What are ways to keep the fire I want from starting the fire I don’t?

  • Have your fireplace or stove chimney inspected annually by a qualified (preferably a CSIA Certified) professional and swept if necessary.
  • Burn only “seasoned” or cured wood!
  • Build smaller “hotter” fires that burn more completely and produce less smoke.
  • Never burn cardboard, wrapping paper or the Christmas tree! These items tend to “flare up” when burned and may cause a chimney fire.
  • When using a stove, install a stovepipe or “probe” style thermometer to help you monitor your “true” burning temperature! If needed, this helps to adjust your burning habits to maintain proper temperatures to avoid excessive creosote buildup.
  • If using a wood stove, clean and inspect the catalytic combustor (if applicable.) A cracked or broken catalytic combustor cannot perform as required and leads to more smoke particulates entering the atmosphere!

Does it matter if I just put my fireplace insert in the fireplace space?

Most fireplace inserts are pushed or shoved into the opening of a fireplace which is very dangerous!
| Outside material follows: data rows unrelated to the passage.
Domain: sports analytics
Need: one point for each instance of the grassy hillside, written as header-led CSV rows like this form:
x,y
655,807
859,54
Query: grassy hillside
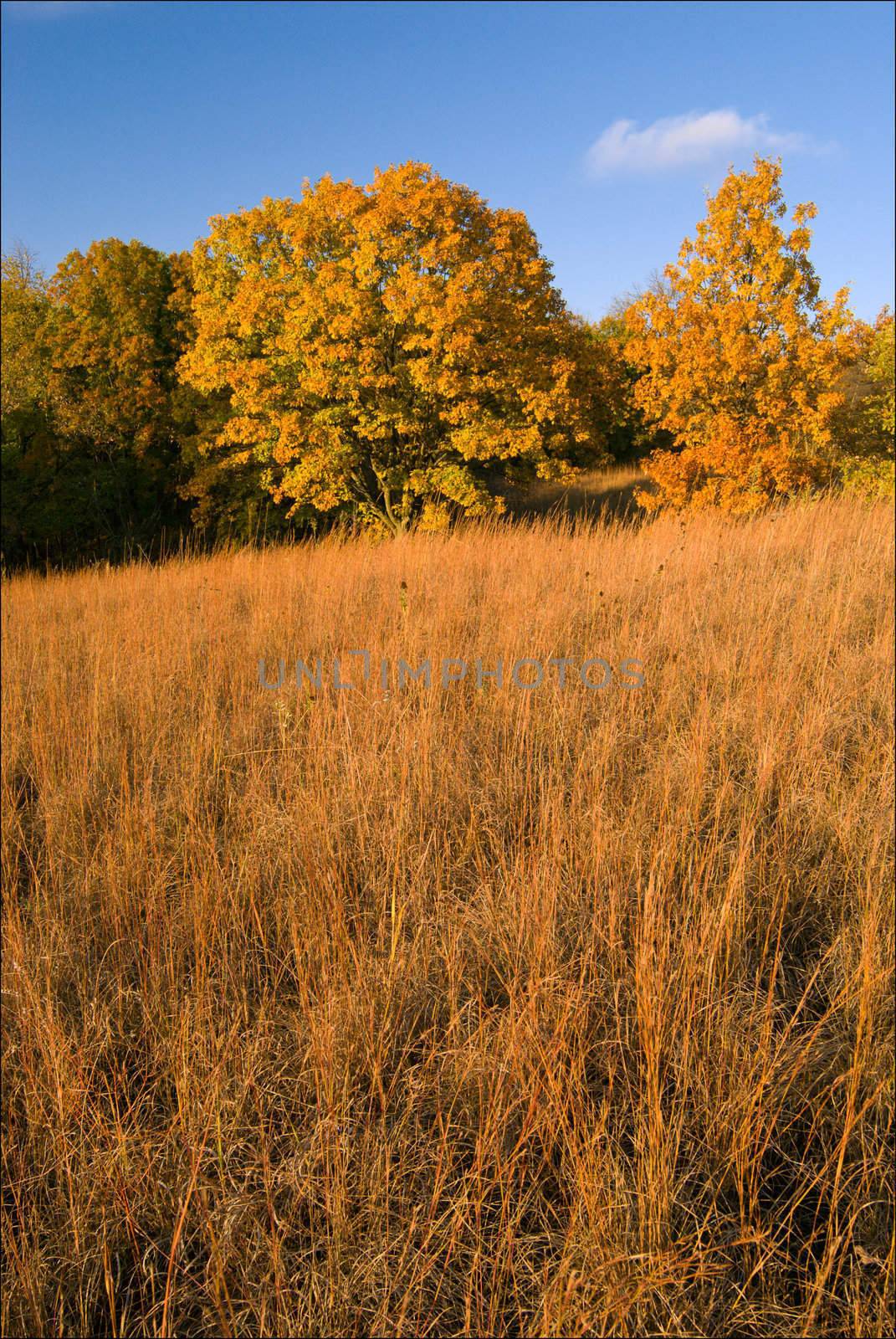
x,y
454,1010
It is very important for your safety that you have a professional correctly install a fireplace insert to make sure it adheres to NFPA (National Fire Protection Association) 211 Standards.

Why do I need a chimney cap?

Without a chimney cap professionally installed on top of your chimney, rainwater and even birds, squirrels, raccoons, or other wild animals can enter the chimney. Both can cause unwanted odors, or mold and mildew issues, a potential health risk. A good quality chimney cap equipped with mesh metal sides should be professionally installed at the top of your chimney. We carry a wide variety of chimney caps, and we can recommend the best one for your chimney and then install it to protect your chimney from water and wild animals.

What are the different levels of fireplace inspection?

As per the National Fire Protection Association (NFPA) 211 Standards, there are three levels of chimney inspections.

Level 1

If there have been no changes to your heating appliance or system, Level 1 inspection is appropriate for an annual service visit and during a flue cap installation. This inspection includes examining portions of the appliance and the chimney connection without disruption to the chimney structure or finish.

Level 2

Level 2 is required when any change is made to your system or upon the sale or transfer of property. This level is also suggested when an operating malfunction or external event may have caused damage to the chimney or appliance. The inspection includes all services of Level I, plus the examination of accessible portions of the chimney exterior and interior, including attics crawlspaces and basement. If needed, it can include a visual inspection or a video scan.

Level 3

A Level 3 is conducted only after a Level 1 or Level 2 inspection indicates a hazard in concealed portions of the chimney and flue. It may involve the removal, and possibly demolition and destruction, of portions of the chimney or building structure, as necessary. Typically, special tools are used and may require access to concealed areas of the chimney and flue.